AAE Colloquium: Dr. Joseph Powers
Verified Calculation of Multiscale Combustion in Gaseous Mixtures
Dr. Joseph Powers
Department of Aerospace and Mechanical Engineering
University of Notre Dame
Notre Dame, IN.
Abstract
Prediction of combustion of gaseous mixtures described by detailed kinetics and multicomponent transport is notoriously difficult due to the multiscale nature of the phenomena. For common mixtures such as hydrogen-air at atmospheric pressure, it will be rigorously shown that the finest continuum reaction length scales are a few microns and are well predicted by a simple estimate from Maxwellian diffusion analysis.
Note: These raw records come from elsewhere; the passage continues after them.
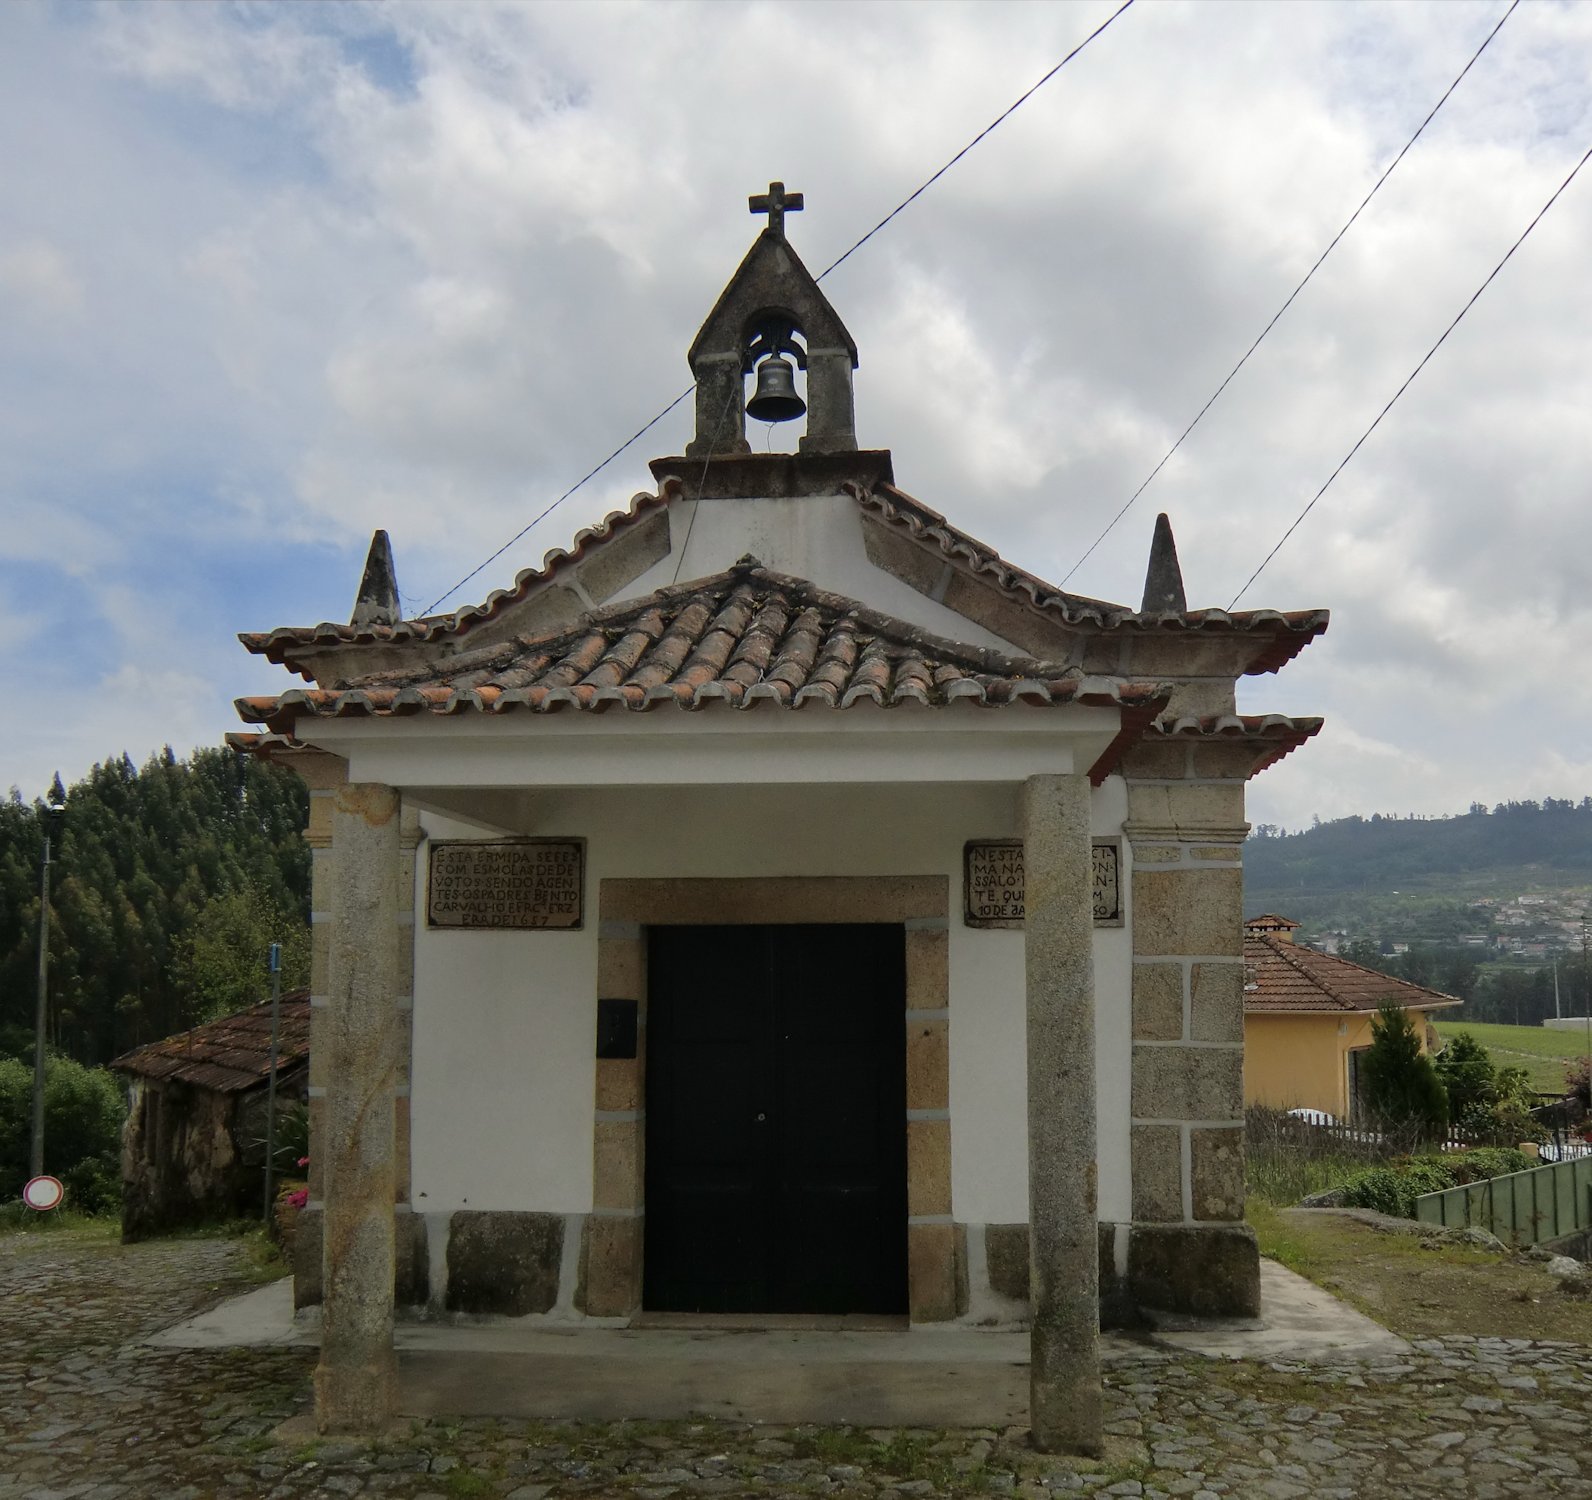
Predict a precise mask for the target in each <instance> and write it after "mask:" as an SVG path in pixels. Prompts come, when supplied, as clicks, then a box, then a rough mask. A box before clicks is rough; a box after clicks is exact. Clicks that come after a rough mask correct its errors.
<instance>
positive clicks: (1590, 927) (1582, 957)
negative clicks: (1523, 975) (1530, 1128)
mask: <svg viewBox="0 0 1592 1500" xmlns="http://www.w3.org/2000/svg"><path fill="white" fill-rule="evenodd" d="M1581 1014H1584V1016H1586V1018H1587V1097H1589V1099H1592V924H1589V922H1586V920H1582V922H1581Z"/></svg>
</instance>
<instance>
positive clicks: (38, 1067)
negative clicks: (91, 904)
mask: <svg viewBox="0 0 1592 1500" xmlns="http://www.w3.org/2000/svg"><path fill="white" fill-rule="evenodd" d="M65 811H67V807H65V804H64V803H46V804H45V811H43V812H41V814H40V822H41V823H43V825H45V861H43V865H41V866H40V876H38V1005H37V1008H35V1011H33V1153H32V1156H30V1158H29V1177H43V1175H45V1027H46V1024H48V1021H49V863H51V860H49V855H51V842H53V839H54V834H56V830H57V828H59V826H60V818H62V815H64V814H65Z"/></svg>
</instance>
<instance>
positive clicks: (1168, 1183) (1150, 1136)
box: [1132, 1126, 1186, 1225]
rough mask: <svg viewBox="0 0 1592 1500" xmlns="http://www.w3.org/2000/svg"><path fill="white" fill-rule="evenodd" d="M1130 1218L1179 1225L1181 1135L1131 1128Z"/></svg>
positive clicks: (1184, 1215) (1179, 1204) (1171, 1126)
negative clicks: (1133, 1163)
mask: <svg viewBox="0 0 1592 1500" xmlns="http://www.w3.org/2000/svg"><path fill="white" fill-rule="evenodd" d="M1132 1142H1134V1218H1135V1220H1149V1221H1153V1223H1172V1225H1178V1223H1183V1220H1184V1218H1186V1215H1184V1213H1183V1132H1181V1131H1180V1129H1178V1127H1176V1126H1134V1131H1132Z"/></svg>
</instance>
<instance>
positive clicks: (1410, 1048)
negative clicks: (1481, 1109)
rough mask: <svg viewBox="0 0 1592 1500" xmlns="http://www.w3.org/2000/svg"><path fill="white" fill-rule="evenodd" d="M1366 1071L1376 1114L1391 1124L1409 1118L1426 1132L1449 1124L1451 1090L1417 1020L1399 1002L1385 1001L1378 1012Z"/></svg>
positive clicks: (1370, 1098) (1372, 1110) (1370, 1104)
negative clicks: (1437, 1063)
mask: <svg viewBox="0 0 1592 1500" xmlns="http://www.w3.org/2000/svg"><path fill="white" fill-rule="evenodd" d="M1361 1070H1363V1076H1364V1089H1366V1105H1368V1108H1369V1110H1371V1113H1372V1115H1377V1116H1380V1118H1382V1119H1387V1121H1390V1123H1395V1121H1406V1119H1409V1121H1414V1123H1417V1124H1418V1126H1420V1127H1422V1129H1423V1131H1436V1129H1439V1127H1441V1126H1446V1124H1447V1123H1449V1091H1447V1089H1446V1088H1444V1086H1442V1080H1441V1078H1439V1076H1438V1070H1436V1068H1434V1067H1433V1064H1431V1059H1430V1057H1428V1056H1425V1054H1423V1053H1422V1049H1420V1037H1418V1035H1417V1032H1415V1022H1414V1021H1411V1018H1409V1011H1406V1010H1404V1008H1403V1006H1401V1005H1398V1002H1395V1000H1383V1002H1382V1005H1380V1008H1379V1010H1377V1016H1375V1019H1374V1021H1372V1022H1371V1046H1369V1048H1366V1051H1364V1056H1363V1062H1361Z"/></svg>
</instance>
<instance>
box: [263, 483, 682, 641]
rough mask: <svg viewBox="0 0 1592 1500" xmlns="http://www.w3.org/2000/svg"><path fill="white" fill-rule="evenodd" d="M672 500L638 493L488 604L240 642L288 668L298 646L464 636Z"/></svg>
mask: <svg viewBox="0 0 1592 1500" xmlns="http://www.w3.org/2000/svg"><path fill="white" fill-rule="evenodd" d="M667 502H669V489H667V487H659V492H657V494H656V495H648V494H645V492H643V494H638V495H632V497H630V508H629V510H624V511H610V513H608V514H607V516H603V519H602V521H599V522H597V524H595V525H587V527H583V529H581V530H578V532H576V533H575V540H573V541H572V543H570V546H568V549H565V548H554V549H552V551H551V553H548V554H546V556H544V557H543V559H541V567H540V568H522V570H521V572H519V573H516V576H514V584H513V588H508V589H494V591H492V592H490V594H489V596H487V597H486V602H482V604H476V605H466V607H465V608H462V610H457V611H454V613H449V615H427V616H423V618H422V619H400V621H398V624H390V626H352V624H333V623H331V621H323V623H322V624H318V626H280V627H277V629H275V631H244V632H242V634H240V635H239V637H237V639H239V640H240V642H242V643H244V646H245V648H247V650H248V651H253V653H255V654H256V656H264V658H266V661H272V662H277V664H282V666H288V667H293V669H295V670H298V669H296V667H295V664H293V653H295V646H339V645H361V646H366V645H376V643H384V642H390V643H393V645H403V643H408V642H416V640H436V639H438V637H444V635H458V634H463V632H466V631H468V629H470V627H471V626H474V624H479V623H481V621H482V619H492V618H494V616H495V615H498V613H501V610H503V608H505V607H508V605H511V604H516V602H519V600H521V599H524V597H525V596H527V594H530V592H532V591H533V589H537V588H538V586H540V584H544V583H548V581H549V580H551V578H552V576H554V575H556V573H559V572H560V570H562V568H565V567H568V565H570V564H572V562H579V561H581V557H584V556H586V554H587V553H589V551H591V549H592V548H595V546H600V545H602V543H603V541H607V540H608V538H610V537H613V535H615V533H616V532H621V530H624V529H626V527H629V525H632V524H634V522H637V521H640V519H642V518H643V516H648V514H651V513H653V511H654V510H657V508H659V506H661V505H665V503H667Z"/></svg>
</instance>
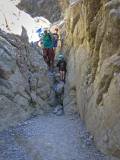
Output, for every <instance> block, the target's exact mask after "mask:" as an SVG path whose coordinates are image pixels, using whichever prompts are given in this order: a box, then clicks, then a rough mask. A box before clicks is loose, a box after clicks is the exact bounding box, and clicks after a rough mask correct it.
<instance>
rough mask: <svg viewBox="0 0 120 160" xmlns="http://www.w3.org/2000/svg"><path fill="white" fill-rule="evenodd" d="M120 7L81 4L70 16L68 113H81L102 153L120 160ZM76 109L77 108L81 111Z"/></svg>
mask: <svg viewBox="0 0 120 160" xmlns="http://www.w3.org/2000/svg"><path fill="white" fill-rule="evenodd" d="M119 9H120V1H119V0H90V1H88V0H80V1H79V0H78V1H74V3H71V5H70V6H69V8H68V9H67V11H66V14H67V15H66V17H65V19H66V24H65V30H66V41H65V52H66V55H67V57H68V72H67V84H66V91H65V96H66V97H65V99H64V105H65V111H66V114H67V113H68V112H69V113H70V112H71V111H72V112H79V113H80V117H81V119H82V120H84V121H85V123H86V126H87V128H88V130H89V131H90V132H91V133H92V134H93V135H94V140H95V142H96V144H97V146H98V148H100V149H101V150H102V151H103V152H105V153H107V154H111V155H113V156H116V157H118V158H120V136H119V135H120V10H119ZM76 104H77V105H76Z"/></svg>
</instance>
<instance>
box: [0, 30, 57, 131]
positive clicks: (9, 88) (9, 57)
mask: <svg viewBox="0 0 120 160" xmlns="http://www.w3.org/2000/svg"><path fill="white" fill-rule="evenodd" d="M23 32H24V31H23ZM23 35H24V34H23ZM51 83H52V80H51V79H49V77H48V75H47V66H46V64H45V63H44V60H43V57H42V55H41V50H40V49H39V48H33V47H31V46H30V44H29V43H27V40H26V39H25V37H24V36H22V37H19V36H16V35H13V34H7V33H5V32H3V31H0V131H2V130H3V129H5V128H7V127H9V126H13V125H16V124H18V123H19V122H20V121H23V120H25V119H27V118H30V117H31V116H34V115H38V114H43V113H46V112H48V111H50V110H51V106H52V105H53V104H54V94H53V93H52V90H51Z"/></svg>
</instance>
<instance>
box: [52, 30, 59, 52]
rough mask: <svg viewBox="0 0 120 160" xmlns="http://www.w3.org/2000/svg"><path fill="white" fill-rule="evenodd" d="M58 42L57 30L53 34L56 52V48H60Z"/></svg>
mask: <svg viewBox="0 0 120 160" xmlns="http://www.w3.org/2000/svg"><path fill="white" fill-rule="evenodd" d="M58 40H59V35H58V28H55V33H53V48H54V51H55V50H56V48H57V46H58Z"/></svg>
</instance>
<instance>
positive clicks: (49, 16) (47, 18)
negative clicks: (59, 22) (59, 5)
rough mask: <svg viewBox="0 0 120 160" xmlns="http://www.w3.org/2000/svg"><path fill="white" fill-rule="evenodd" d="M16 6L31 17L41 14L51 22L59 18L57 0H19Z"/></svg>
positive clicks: (58, 9)
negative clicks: (50, 21) (31, 16)
mask: <svg viewBox="0 0 120 160" xmlns="http://www.w3.org/2000/svg"><path fill="white" fill-rule="evenodd" d="M18 7H19V8H20V9H22V10H24V11H25V12H27V13H29V14H30V15H31V16H32V17H36V16H43V17H45V18H47V19H49V20H50V21H51V22H53V21H57V20H59V18H60V16H61V9H60V6H59V3H58V0H56V1H54V0H47V1H44V0H30V1H28V0H21V2H20V3H19V4H18Z"/></svg>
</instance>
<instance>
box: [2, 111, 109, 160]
mask: <svg viewBox="0 0 120 160" xmlns="http://www.w3.org/2000/svg"><path fill="white" fill-rule="evenodd" d="M0 160H110V157H107V156H105V155H103V154H102V153H100V152H99V151H98V150H97V149H96V147H95V145H94V143H93V141H92V138H91V136H90V135H89V133H88V132H87V131H86V129H85V127H84V124H83V123H82V122H81V121H80V118H79V116H78V115H71V116H67V115H62V116H56V115H54V114H49V115H44V116H38V117H33V118H31V119H29V120H27V121H26V122H24V123H22V124H19V125H18V126H17V127H15V128H9V129H8V130H6V131H4V132H2V133H0Z"/></svg>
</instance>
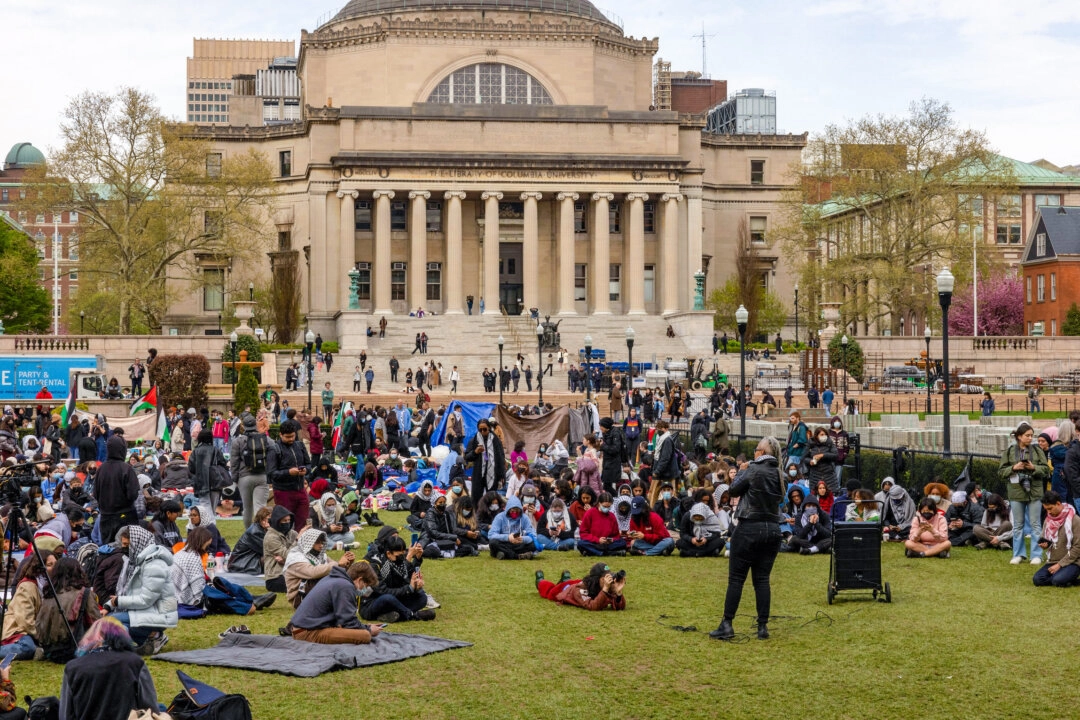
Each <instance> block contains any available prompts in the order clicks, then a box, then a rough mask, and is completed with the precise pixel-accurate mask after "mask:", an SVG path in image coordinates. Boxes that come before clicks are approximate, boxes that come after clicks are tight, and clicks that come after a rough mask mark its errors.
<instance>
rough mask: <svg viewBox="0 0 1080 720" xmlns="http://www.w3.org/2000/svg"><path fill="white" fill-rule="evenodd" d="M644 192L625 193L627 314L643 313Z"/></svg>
mask: <svg viewBox="0 0 1080 720" xmlns="http://www.w3.org/2000/svg"><path fill="white" fill-rule="evenodd" d="M648 199H649V196H648V195H647V194H645V193H644V192H631V193H627V194H626V202H627V203H629V204H630V242H629V244H627V245H626V266H627V267H626V269H625V270H626V272H625V273H624V274H625V276H626V298H627V309H626V314H627V315H644V314H645V201H646V200H648Z"/></svg>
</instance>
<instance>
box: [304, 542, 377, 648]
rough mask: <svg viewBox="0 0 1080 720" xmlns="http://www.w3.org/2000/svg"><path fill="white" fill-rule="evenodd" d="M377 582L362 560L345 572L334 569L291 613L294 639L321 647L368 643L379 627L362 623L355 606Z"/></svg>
mask: <svg viewBox="0 0 1080 720" xmlns="http://www.w3.org/2000/svg"><path fill="white" fill-rule="evenodd" d="M377 582H378V579H377V576H376V574H375V570H374V569H373V568H372V566H370V565H368V563H367V562H365V561H363V560H361V561H360V562H353V563H352V565H350V566H349V568H348V570H347V569H346V568H343V567H341V566H335V567H334V568H333V569H332V570H330V572H329V574H328V575H326V576H325V578H323V580H322V581H320V583H319V584H318V585H316V586H315V587H314V588H313V589H312V590H311V592H310V593H308V594H307V595H306V596H305V598H303V600H302V601H301V602H300V607H299V608H297V609H296V612H295V613H293V619H292V620H291V621H289V624H288V626H289V628H291V629H292V633H293V638H294V639H296V640H303V641H305V642H318V643H321V644H367V643H368V642H370V641H372V639H373V638H375V637H377V636H378V635H379V633H380V631H381V628H380V627H378V626H374V625H365V624H364V623H361V622H360V620H359V619H357V617H356V606H357V604H359V602H360V600H361V599H362V598H365V597H367V596H369V595H370V594H372V589H373V587H374V586H375V584H376V583H377Z"/></svg>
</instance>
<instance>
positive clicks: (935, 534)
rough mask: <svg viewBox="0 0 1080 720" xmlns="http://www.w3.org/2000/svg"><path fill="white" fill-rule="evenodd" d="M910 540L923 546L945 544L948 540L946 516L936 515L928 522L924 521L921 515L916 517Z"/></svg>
mask: <svg viewBox="0 0 1080 720" xmlns="http://www.w3.org/2000/svg"><path fill="white" fill-rule="evenodd" d="M908 540H910V541H913V542H916V543H922V544H923V545H936V544H937V543H943V542H945V541H946V540H948V525H947V524H946V522H945V516H944V515H942V514H941V513H934V517H933V519H932V520H929V521H928V520H924V519H922V516H921V515H916V516H915V519H914V520H912V534H910V535H908Z"/></svg>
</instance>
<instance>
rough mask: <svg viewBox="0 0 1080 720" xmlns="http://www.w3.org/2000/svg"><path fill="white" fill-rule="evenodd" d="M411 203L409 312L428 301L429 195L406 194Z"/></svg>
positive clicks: (417, 191)
mask: <svg viewBox="0 0 1080 720" xmlns="http://www.w3.org/2000/svg"><path fill="white" fill-rule="evenodd" d="M408 199H409V200H410V201H411V203H413V204H411V206H410V208H409V210H410V212H411V213H413V217H411V218H410V221H409V228H408V229H409V233H408V244H409V258H408V270H409V273H408V274H409V283H408V284H409V293H408V298H409V300H408V303H409V310H416V309H417V308H422V307H423V305H424V303H426V302H427V301H428V289H427V288H428V201H429V200H431V193H430V192H428V191H427V190H413V191H410V192H409V193H408Z"/></svg>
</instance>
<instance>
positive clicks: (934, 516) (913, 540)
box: [904, 498, 953, 558]
mask: <svg viewBox="0 0 1080 720" xmlns="http://www.w3.org/2000/svg"><path fill="white" fill-rule="evenodd" d="M904 547H906V548H907V549H906V551H905V555H907V557H933V556H935V555H936V556H937V557H943V558H946V557H948V554H949V548H950V547H953V543H950V542H949V541H948V527H947V526H946V524H945V515H944V513H939V512H937V502H936V501H935V500H934V499H933V498H923V499H922V500H920V501H919V512H918V514H917V515H916V516H915V519H914V520H913V521H912V534H910V535H909V536H908V539H907V541H905V542H904Z"/></svg>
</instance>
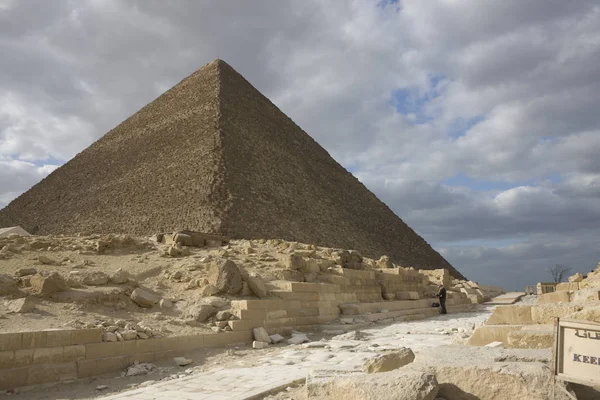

The coarsest reaction length scales are typically several orders of magnitude larger. Both fine and coarse reaction scales are usually dwarfed by geometric scales of an associated engineering device. For flows characterized by a finite number of thin fronts, a computational strategy for achieving a fully verified, direct numerical simulation (DNS) solution in a demanding multiscale environment is demonstrated. The strategy is based upon a massively parallel implementation of an adaptive algorithm built with the aid of a wavelet-based representation of all state variables in the flow field. Results are shown for inert and reactive compressible multi-dimensional Navier-Stokes models.
Bio
JOSEPH M. POWERS, Professor of Aerospace and Mechanical Engineering and Concurrent Professor of Applied and Computational Mathematics and Statistics at the University of Notre Dame, received his B.S., M.S., and Ph.D. degrees in mechanical engineering from the University of Illinois at Urbana-Champaign in 1983, 1985, and 1988, respectively. His research interests include computational mechanics, scientific computing, detonation theory, pyrotechnic combustion, high-speed propulsion, transition to detonation in solid propellants, high-speed flows in reactive porous media, numerical and theoretical methods for multiscale phenomena, and systematic reduction of large systems of chemical kinetics. He is the author of several papers in the archival literature and has supervised many M.S. and Ph.D. students since joining the faculty in 1989. He has held summer appointments at NASA John H. Glenn Research Center at Lewis Field, the U.S. Air Force Wright Laboratories at Eglin Air Force Base, Los Alamos National Laboratory, Argonne National Laboratory, and the Chinese Academy of Sciences. He is the recipient of the University of Notre Dame's Amoco College of Engineering Outstanding Teacher of the Year Award in 1994, the Department Faculty Award in 1997, the 2006-2007 Kaneb Faculty Fellowship, and the 2010 Ruth and Joel Spira Teaching Award. He received a NASA Innovative Technology Award in 1999. He has served several terms as Associate Editor of the Journal of Propulsion and Power. Dr. Powers is a Member of American Physical Society, Society for Industrial and Applied Mathematics, American Society of Mechanical Engineers, the Combustion Institute. He is an Associate Fellow of the AIAA.
Please see the Colloquium Announcement for more details.
An informal coffee & cookie reception will be held prior to the lecture at 2:30 p.m. in the AAE/ARMS undergraduate lounge (directly in front of ARMS 3rd floor elevators).